Getting the massive Space Launch System (SLS) off the pad has been an exercise in patience, some head scratching, and has cost a whole lot of money. It is a new rocket after all, of sorts. It’s new in the sense that previously used technology for the Shuttle program had never flown in this configuration. Certainly the technology has been upgraded, but the main engines come from the Shuttle era, the side boosters as well. Is the SLS going to be America’s workhorse launch system? That’s unlikely, though it can’t disappear just yet. It’s part of a jobs program, spread widely across the United States. Will it eventually be replaced by a commercially built option? Yes.

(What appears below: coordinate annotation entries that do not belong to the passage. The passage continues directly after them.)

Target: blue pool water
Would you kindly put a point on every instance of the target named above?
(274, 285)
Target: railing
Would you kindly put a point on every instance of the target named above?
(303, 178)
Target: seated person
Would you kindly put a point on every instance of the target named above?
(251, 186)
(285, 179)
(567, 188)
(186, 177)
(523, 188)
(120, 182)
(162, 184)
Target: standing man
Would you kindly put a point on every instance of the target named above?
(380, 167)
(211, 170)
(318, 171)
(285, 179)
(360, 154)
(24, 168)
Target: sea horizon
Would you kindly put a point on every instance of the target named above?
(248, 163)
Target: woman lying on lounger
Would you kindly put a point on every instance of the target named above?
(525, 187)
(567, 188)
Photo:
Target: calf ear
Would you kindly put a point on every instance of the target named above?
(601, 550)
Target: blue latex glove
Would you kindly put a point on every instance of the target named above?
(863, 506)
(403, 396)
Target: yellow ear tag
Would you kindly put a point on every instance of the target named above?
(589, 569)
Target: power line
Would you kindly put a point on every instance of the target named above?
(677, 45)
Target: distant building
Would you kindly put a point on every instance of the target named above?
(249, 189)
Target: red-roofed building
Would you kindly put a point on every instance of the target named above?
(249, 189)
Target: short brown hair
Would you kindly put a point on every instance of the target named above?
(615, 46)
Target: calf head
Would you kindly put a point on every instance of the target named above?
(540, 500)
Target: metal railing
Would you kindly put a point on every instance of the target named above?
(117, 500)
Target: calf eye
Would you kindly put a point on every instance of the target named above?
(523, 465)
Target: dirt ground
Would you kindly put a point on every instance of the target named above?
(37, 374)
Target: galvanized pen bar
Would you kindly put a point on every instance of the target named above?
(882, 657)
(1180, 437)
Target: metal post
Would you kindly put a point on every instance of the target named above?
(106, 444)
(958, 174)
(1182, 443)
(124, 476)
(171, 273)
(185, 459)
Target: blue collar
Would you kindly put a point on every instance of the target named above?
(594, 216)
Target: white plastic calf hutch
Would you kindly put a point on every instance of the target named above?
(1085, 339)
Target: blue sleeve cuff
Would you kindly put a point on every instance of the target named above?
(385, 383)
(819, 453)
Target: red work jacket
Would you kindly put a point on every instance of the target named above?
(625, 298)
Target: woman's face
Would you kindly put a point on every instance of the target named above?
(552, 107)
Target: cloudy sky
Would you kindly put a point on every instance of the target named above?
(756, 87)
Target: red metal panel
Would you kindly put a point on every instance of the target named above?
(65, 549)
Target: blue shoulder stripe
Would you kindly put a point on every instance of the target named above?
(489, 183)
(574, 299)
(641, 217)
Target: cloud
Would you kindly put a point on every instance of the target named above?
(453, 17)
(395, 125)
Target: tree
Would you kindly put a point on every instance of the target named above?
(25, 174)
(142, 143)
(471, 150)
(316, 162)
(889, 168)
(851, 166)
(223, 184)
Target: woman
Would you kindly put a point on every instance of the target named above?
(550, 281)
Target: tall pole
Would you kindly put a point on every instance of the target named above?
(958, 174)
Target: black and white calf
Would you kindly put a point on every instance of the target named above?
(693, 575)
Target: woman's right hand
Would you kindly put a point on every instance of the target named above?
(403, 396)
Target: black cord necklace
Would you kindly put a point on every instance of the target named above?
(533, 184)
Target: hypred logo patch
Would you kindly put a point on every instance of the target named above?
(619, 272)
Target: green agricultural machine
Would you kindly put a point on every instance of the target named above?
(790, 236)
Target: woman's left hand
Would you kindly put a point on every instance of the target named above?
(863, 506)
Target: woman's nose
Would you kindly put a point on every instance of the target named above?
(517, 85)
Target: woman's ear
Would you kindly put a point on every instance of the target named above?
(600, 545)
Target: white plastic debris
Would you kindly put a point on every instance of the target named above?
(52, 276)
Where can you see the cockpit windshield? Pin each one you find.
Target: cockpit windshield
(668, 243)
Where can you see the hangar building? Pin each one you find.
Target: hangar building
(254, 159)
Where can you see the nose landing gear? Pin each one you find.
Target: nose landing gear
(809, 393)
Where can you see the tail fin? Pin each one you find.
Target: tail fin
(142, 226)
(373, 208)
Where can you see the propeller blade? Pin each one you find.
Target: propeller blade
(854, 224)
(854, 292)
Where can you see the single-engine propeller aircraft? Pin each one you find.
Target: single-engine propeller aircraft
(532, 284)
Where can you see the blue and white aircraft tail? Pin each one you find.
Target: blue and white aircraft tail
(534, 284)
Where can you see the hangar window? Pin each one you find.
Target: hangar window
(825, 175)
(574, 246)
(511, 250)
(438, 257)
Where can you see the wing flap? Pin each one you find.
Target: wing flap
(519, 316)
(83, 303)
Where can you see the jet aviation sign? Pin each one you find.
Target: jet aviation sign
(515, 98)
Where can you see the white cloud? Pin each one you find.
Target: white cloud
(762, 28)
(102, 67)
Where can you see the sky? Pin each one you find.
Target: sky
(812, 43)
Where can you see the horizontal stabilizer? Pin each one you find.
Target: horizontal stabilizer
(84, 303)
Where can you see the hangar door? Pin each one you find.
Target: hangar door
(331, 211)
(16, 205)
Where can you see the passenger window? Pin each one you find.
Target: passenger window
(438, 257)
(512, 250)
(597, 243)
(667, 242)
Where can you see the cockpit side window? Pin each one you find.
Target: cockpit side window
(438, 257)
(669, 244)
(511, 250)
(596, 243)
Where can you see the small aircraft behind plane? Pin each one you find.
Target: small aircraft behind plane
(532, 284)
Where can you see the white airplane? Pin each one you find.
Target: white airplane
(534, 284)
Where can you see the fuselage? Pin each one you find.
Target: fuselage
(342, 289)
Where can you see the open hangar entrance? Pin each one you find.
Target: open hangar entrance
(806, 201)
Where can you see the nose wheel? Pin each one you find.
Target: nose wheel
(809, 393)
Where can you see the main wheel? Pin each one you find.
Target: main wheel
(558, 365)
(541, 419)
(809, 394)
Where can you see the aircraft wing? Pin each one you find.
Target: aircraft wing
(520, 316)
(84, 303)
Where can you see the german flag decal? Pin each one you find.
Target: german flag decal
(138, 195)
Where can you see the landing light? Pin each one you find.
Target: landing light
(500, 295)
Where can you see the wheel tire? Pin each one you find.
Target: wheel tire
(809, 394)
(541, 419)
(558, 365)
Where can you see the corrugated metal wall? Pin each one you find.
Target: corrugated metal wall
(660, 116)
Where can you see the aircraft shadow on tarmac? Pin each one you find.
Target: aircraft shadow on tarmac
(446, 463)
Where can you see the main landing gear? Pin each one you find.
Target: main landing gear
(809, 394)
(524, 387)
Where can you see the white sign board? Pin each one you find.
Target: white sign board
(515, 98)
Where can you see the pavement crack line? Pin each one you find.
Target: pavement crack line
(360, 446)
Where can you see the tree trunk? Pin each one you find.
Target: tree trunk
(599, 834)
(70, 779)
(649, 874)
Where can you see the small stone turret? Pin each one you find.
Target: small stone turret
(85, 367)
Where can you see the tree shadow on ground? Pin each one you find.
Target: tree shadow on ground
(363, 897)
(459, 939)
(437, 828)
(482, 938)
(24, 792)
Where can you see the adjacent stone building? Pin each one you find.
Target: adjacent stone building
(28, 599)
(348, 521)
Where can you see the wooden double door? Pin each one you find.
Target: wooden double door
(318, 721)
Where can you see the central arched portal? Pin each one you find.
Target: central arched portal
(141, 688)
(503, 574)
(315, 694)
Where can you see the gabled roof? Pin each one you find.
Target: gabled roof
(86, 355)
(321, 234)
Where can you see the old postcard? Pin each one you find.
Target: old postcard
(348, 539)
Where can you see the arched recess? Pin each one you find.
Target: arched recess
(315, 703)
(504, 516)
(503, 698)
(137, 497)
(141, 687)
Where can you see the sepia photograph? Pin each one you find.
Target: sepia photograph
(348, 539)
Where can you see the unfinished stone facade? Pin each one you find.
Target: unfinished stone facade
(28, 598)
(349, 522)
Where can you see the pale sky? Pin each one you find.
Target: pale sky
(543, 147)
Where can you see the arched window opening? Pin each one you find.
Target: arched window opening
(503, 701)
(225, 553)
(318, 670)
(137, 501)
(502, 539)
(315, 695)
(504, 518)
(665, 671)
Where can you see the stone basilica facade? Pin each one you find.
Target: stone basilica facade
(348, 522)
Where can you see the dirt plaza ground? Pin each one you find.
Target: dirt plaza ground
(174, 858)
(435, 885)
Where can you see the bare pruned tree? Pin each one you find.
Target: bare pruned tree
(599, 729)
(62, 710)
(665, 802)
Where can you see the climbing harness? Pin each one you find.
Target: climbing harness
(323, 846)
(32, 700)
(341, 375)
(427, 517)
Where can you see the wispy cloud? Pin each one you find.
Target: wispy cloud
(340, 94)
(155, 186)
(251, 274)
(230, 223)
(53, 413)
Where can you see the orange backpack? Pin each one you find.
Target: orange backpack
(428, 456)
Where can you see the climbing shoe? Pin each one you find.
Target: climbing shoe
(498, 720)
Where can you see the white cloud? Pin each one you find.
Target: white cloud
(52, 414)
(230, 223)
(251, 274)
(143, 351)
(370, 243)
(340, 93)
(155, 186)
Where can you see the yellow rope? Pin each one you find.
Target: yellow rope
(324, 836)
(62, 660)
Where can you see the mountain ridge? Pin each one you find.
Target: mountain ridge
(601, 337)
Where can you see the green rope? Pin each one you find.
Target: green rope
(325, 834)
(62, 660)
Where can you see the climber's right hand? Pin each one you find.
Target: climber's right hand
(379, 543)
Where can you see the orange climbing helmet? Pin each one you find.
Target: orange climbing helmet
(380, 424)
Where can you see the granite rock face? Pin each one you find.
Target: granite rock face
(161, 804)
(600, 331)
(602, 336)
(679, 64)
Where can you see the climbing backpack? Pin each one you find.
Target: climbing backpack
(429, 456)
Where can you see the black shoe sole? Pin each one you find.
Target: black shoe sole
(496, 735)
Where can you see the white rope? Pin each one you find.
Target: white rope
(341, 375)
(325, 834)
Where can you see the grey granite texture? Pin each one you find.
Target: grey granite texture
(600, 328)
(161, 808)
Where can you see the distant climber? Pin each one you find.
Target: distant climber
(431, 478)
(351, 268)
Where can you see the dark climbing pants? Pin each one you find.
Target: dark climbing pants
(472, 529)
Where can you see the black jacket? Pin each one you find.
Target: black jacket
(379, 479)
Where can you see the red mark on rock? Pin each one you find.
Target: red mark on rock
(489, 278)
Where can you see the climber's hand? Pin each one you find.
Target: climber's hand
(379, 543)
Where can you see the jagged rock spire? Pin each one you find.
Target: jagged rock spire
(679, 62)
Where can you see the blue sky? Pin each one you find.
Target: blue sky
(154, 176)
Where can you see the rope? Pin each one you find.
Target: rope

But I digress. The early morning launch was the culmination of over a decade of work. And when the “red team” was dispatched to tighten a bolt to stem the flow of a small but persistent leak, you had to wonder if this was another launch attempt that would be scrubbed. But there was a sense, call it a feeling, that this time, after the rocket survived a hurricane and that finally the weather was really good, that the stars had aligned, and tonight was the night. And oh, it was. Some complained that for a first launch why go at night? It won’t be as spectacular. They we’re wrong. Even if you weren’t there in person you could almost feel the thunder of those engines, feel the heat as the rocket streaked through the sky. A sense of joy mixed with relief as orbit was achieved and the solar arrays deployed on the Orion capsule.